The tau measures the amount of dust and particulate in the Martian atmosphere. The team hopes that, once the skies have cleared enough and the rover has recharged its batteries, Opportunity will be able to hear and respond to the signals that Earth is sending its way. If 45 days have passed without a response, the team will cease its active efforts to recover the rover. "If we do not hear back after 45 days, the team will be forced to conclude that the Sun-blocking dust and the Martian cold have conspired to cause some type of fault from which the rover will more than likely not recover," said John Callas, Opportunity's project manager, in a statement.
That doesn't mean NASA will have fully given up on Opportunity, though. After all, the rover was originally tasked with a 90-day mission and is still working almost 15 years later. The team will continue "passive listening efforts" -- presumably stop sending the rover active signals through the Deep Space Network, but monitor in case Opportunity reaches out first -- for an additional several months.
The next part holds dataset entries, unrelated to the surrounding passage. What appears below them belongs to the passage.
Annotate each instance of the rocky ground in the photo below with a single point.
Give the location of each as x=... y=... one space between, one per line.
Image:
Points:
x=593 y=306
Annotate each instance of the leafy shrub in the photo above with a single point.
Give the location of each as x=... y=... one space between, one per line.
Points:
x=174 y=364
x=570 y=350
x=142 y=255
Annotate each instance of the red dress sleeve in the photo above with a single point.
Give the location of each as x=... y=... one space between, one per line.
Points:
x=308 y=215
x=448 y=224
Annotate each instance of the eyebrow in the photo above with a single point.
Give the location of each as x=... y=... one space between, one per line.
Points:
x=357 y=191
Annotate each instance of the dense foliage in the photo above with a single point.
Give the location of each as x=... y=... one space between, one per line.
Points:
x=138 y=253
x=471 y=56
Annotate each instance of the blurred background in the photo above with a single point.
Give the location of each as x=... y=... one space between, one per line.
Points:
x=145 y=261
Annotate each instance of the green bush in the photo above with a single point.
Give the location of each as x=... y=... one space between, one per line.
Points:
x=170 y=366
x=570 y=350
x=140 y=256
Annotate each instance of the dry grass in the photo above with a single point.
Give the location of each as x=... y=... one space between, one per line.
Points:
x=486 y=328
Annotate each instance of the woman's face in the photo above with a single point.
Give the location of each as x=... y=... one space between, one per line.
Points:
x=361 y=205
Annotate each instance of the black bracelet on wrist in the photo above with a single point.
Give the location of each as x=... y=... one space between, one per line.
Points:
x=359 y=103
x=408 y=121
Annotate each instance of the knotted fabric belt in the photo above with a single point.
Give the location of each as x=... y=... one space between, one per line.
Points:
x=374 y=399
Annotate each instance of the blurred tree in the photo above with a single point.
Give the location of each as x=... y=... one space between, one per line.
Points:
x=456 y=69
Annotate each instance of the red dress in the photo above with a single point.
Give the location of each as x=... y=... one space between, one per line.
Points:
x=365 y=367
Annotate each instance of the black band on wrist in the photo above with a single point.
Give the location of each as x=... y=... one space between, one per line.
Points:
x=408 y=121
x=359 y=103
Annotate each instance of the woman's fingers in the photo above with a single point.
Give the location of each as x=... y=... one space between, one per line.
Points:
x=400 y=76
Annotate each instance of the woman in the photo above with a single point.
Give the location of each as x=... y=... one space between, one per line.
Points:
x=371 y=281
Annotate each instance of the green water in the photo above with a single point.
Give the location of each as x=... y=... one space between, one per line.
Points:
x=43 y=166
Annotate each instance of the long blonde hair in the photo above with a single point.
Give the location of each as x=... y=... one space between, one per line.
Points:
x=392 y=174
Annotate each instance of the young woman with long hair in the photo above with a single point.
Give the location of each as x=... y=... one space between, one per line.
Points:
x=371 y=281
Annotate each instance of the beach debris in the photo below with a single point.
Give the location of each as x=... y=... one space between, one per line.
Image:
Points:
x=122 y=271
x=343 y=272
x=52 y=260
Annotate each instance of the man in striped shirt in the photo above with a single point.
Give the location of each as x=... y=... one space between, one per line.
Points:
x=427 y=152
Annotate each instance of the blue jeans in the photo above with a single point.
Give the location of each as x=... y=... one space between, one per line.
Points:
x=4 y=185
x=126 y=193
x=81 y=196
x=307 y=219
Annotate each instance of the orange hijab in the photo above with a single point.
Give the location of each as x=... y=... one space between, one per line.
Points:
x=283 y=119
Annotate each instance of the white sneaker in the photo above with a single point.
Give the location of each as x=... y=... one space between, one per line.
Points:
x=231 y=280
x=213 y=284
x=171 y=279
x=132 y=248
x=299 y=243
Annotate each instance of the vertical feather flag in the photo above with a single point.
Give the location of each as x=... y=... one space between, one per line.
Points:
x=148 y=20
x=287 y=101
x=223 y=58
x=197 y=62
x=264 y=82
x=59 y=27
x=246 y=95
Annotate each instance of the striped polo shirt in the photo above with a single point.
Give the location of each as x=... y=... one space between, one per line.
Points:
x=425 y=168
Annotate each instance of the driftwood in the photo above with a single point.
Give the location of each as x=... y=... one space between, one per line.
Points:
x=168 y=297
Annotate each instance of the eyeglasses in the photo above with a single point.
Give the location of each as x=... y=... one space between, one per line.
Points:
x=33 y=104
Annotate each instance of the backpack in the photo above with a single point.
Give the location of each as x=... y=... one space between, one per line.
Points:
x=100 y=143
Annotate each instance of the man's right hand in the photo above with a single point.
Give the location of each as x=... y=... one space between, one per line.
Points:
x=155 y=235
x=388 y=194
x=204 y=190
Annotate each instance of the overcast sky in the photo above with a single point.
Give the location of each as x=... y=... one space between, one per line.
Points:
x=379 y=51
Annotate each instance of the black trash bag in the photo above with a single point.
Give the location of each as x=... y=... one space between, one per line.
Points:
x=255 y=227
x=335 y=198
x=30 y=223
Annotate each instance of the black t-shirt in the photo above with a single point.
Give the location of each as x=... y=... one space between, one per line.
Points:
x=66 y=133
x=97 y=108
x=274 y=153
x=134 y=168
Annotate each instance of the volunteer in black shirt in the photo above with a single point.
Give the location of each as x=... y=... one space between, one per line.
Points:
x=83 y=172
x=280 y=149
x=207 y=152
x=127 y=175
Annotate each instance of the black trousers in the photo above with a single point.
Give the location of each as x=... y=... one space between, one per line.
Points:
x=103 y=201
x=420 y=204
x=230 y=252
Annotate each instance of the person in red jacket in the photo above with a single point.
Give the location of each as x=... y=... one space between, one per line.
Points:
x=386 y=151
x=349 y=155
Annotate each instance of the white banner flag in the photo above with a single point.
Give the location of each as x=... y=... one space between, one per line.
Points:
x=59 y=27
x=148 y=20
The issue here is that Opportunity's solar panels may be covered in dust, a real concern given the storm that the rover just weathered. If that's the case, it will take time for Mars's winds to clear off the solar panels enough for Opportunity to recharge and be open to receiving signals. It's quite possible that, by the time that happens, the 45-day window will have passed. However, it's also possible that other conditions during the dust storm damaged critical components of Opportunity, and the rover has, in fact, reached its final resting place. Only time will tell us for sure, but in the mean time, we'll keep hoping that Oppy pulls through this latest challenge.